The spatial-domain CPR filters require substantial computation resources and memory. The proposed weight quantization is imperative to reduce the computation workload, processing time, and memory minimization. We propose the WQR approach and pre-processing steps, like log-map and inverse log-map, to improve the accuracy degradation through full-precision weight quantization. The WQR regulates the filter retraining process by fine-tuning the weights through any stated quantization scheme. The PSO is used for selecting WQR training parameters. Quantization error causes more accuracy loss to the ST filters than the FT filters, and WQR alleviates this accuracy loss. No accuracy degradation occurs at 9.88–88.54% MAC sparsity, 1.11×–4.73× speedup, and 14 is the maximum compression ratio for direct quantization. The inverse log-map achieves 34.30–94.87% MAC sparsity, 2.57×–8.90× speed-up, and maximum 1-bit compression with 6% accuracy loss, while the log-map achieves 4.25–34.30% MAC sparsity, 0.98×–1.12× speedup, and maximum 4-bit compression with 16% decline in accuracy.

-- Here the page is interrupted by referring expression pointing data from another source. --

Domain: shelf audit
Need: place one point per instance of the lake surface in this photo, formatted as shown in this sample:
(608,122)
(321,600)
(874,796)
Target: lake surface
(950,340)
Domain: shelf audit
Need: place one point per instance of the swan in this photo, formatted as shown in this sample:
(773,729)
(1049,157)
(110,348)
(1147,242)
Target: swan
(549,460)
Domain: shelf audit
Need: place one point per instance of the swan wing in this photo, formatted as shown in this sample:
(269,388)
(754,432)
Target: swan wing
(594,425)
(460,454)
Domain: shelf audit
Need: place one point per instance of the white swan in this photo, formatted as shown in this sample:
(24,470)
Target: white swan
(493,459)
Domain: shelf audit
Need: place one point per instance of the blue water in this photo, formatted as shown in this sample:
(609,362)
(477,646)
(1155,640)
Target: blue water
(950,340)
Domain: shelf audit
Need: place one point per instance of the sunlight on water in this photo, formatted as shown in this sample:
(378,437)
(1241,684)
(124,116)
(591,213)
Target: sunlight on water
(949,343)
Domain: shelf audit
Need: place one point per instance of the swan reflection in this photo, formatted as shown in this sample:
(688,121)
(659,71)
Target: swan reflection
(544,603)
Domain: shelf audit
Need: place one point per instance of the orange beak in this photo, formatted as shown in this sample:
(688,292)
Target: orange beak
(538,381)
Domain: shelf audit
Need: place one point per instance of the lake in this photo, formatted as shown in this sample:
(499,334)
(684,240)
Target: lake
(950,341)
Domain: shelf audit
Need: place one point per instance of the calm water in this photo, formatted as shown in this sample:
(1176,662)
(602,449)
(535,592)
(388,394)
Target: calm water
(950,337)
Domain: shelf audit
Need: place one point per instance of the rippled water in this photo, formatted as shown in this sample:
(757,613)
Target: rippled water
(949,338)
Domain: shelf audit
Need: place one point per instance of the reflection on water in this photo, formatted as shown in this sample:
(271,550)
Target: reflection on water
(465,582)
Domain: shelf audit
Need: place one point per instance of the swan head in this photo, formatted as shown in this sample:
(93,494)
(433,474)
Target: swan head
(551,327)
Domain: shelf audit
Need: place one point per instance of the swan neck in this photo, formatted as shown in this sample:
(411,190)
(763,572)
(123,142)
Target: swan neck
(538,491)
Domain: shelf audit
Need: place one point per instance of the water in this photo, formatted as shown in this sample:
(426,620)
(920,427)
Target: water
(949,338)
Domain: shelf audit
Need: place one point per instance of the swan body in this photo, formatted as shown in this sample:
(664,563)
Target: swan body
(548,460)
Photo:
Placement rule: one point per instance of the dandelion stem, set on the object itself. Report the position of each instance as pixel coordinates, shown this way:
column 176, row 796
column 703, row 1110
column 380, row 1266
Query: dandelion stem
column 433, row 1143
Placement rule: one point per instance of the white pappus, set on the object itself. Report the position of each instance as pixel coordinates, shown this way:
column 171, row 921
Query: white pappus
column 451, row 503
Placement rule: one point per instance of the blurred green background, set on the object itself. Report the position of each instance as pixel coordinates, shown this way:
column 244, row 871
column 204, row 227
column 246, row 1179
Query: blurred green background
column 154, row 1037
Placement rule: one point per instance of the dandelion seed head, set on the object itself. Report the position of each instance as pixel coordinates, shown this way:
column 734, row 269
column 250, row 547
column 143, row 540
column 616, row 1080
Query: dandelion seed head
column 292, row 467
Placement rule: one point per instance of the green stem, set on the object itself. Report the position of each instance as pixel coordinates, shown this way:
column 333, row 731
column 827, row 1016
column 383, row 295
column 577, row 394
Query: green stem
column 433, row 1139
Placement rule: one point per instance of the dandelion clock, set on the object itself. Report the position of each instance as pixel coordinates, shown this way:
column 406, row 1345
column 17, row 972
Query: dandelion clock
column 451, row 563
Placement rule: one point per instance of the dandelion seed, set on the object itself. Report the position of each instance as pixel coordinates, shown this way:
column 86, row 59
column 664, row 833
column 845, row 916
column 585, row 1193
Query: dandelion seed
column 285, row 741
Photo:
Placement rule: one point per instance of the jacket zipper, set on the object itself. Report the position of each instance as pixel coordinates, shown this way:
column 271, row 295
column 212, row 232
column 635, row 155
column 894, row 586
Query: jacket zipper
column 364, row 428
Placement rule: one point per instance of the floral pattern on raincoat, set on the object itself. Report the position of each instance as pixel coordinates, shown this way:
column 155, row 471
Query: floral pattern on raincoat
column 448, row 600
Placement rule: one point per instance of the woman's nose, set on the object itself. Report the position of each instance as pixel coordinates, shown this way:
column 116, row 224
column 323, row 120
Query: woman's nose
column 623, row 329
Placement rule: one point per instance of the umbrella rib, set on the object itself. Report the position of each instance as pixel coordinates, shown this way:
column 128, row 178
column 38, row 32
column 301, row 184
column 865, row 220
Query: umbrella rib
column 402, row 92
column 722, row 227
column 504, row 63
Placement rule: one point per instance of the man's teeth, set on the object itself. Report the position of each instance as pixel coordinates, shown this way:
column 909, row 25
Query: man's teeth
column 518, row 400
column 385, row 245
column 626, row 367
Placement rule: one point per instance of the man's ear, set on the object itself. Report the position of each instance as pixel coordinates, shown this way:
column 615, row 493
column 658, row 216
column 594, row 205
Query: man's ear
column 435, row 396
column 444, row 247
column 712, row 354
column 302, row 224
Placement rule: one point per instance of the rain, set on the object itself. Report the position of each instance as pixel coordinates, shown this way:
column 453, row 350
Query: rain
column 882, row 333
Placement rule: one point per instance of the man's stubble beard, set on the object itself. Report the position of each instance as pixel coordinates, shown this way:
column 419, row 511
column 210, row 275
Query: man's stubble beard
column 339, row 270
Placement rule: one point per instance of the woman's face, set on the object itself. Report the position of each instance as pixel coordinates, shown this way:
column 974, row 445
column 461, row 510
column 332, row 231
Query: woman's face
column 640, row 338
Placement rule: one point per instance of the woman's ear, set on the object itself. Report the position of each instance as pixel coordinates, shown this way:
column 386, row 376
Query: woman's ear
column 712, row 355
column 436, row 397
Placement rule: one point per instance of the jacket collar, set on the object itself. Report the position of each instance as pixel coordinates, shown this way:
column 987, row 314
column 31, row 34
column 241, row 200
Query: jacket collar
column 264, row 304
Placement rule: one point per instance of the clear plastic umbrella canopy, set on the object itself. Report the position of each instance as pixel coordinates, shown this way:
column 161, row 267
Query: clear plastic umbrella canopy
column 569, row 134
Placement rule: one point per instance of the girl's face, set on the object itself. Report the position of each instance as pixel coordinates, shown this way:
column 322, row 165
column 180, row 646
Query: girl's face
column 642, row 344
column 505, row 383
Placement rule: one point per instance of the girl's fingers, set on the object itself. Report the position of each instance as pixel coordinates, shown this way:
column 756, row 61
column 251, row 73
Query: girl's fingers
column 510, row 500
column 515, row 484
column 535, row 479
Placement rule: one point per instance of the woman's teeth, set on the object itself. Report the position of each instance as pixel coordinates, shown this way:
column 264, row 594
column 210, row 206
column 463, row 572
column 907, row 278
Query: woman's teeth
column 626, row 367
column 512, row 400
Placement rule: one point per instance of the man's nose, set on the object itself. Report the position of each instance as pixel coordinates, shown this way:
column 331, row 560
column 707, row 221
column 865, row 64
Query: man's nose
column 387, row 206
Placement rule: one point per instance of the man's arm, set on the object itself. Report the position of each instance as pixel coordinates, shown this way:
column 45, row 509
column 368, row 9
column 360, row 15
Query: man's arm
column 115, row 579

To study the quantization for the CPR, Po2 and DFP quantization approaches are applied. The results showed that better ROC closeness of DFP quantization is assured with the floating-point, while Po2 achieved better precision reduction. Based on the results, it is unnecessary to perform the retraining procedure with DFP quantization. On the other hand, retaining with Po2 showed better performance improvement than the DFP quantization. It can easily be concluded that Po2 quantization is a preferable choice for CPR. Moreover, the Po2 implementation for the spatial-domain CPR on hardware is recommended for future work. Further, multiplication in Po2-quantized filter could be performed using the shift operation, which makes it more hardware-friendly; however, it needs optimized hardware. We consider recovering the accuracy loss of geometric pre-processing, Po2 quantization, and retraining for future work.